The messages are fairly small, only a few KB each. The stream itself is a $ce_ stream created using the $by_category projection, with roughly 620k streams behind it.

To our knowledge, we are not iops limited. We can manage the infrastructure (kubernetes) but do not have full control over it. We are working to get a more definitive answer on this.

Is there a good way to determine the run time of a given message or an average run time for messages? At this point we are speculating that it may take upwards of a second for many of those messages because of a non-optimized mongodb query. Not every message was taking that long, but a large number were.

James_Connor · April 9, 2019, 3:10pm

You might want to look at how quickly the $ce- event is emitted vs when the original event hits your stream -

We have developed our own metrics and alerting for this stat as we have been caught out with it in the past (one cause was non straightforward memory starvation because of weird OS disk caching).

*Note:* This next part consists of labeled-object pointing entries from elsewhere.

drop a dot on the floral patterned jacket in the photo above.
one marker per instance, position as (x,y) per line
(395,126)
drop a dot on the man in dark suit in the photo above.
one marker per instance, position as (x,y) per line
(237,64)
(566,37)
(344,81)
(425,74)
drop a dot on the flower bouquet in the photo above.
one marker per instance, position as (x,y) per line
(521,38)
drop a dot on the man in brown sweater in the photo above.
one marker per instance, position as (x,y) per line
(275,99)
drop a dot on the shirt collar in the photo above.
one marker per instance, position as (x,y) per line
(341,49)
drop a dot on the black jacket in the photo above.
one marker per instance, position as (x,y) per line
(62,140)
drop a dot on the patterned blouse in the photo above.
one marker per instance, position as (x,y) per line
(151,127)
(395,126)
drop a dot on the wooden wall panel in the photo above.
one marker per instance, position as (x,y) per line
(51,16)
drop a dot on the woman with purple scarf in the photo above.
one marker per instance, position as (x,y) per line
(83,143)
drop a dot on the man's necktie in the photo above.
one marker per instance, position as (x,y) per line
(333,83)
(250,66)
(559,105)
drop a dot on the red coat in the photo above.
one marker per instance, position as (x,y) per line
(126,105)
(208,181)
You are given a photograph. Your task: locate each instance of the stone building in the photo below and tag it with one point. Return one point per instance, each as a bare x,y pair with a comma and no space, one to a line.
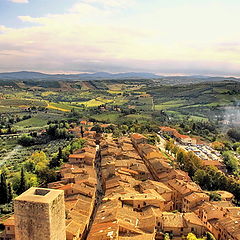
40,215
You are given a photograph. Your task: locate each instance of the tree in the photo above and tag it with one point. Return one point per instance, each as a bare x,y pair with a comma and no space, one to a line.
22,186
56,160
3,189
210,236
26,140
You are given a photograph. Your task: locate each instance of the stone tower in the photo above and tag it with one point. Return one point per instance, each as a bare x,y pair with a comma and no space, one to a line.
40,215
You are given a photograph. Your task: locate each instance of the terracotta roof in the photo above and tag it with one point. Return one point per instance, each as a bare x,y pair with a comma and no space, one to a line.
80,155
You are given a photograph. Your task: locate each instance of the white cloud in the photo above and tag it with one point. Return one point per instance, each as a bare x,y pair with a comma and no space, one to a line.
19,1
112,3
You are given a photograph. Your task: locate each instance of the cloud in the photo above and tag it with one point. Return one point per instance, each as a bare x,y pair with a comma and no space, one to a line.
19,1
96,35
112,3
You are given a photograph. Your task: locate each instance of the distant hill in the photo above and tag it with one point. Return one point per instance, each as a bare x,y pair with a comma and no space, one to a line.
25,75
162,80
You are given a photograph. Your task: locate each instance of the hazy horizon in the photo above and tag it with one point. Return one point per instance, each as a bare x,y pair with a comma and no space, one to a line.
180,37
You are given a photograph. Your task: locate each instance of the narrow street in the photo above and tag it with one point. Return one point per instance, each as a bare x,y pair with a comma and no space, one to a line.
99,190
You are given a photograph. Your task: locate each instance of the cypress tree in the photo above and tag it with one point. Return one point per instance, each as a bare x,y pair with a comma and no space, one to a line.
22,186
10,193
3,189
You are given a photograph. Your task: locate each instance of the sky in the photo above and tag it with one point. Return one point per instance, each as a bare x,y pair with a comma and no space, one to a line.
160,36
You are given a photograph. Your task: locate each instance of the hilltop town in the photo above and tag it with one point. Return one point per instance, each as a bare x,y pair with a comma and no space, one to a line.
128,188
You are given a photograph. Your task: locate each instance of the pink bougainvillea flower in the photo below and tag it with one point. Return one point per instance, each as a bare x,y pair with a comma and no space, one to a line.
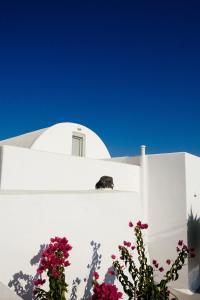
130,224
106,291
192,254
96,275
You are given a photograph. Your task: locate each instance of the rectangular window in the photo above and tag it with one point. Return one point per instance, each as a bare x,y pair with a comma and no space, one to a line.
77,145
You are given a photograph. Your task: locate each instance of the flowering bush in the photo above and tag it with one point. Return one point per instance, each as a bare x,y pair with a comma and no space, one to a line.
104,291
140,284
53,261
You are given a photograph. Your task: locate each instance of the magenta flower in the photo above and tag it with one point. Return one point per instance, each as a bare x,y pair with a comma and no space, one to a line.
96,275
130,224
106,291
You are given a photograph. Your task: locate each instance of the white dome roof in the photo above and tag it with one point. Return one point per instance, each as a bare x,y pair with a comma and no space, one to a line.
58,139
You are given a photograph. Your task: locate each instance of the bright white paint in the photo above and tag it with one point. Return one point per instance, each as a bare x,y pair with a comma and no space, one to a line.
58,139
31,219
167,208
45,191
25,169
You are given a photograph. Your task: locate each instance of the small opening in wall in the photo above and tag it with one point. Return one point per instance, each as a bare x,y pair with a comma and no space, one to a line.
78,144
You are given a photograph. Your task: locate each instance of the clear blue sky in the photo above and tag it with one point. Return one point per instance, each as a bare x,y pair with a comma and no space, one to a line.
129,70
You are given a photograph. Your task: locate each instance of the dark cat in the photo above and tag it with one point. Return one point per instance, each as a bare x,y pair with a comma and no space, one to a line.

– You received this message because you are subscribed to the Google Groups “Event Store” group.
To unsubscribe from this group and stop receiving emails from it, send an email to
.
For more options, visit .

Jon_Doherty · April 15, 2019, 7:59pm

We got an answer back on the iops limiting: There are currently no limits in place.

I am still unclear as to where to collect any stats based on Greg’s question (run time per message), and really how to approach the performance tuning aspect of our setup.

James: We can look to see if we can report on the scenario you provided. How did you go about diagnosing the OS disk catching issue, and how did you fix it?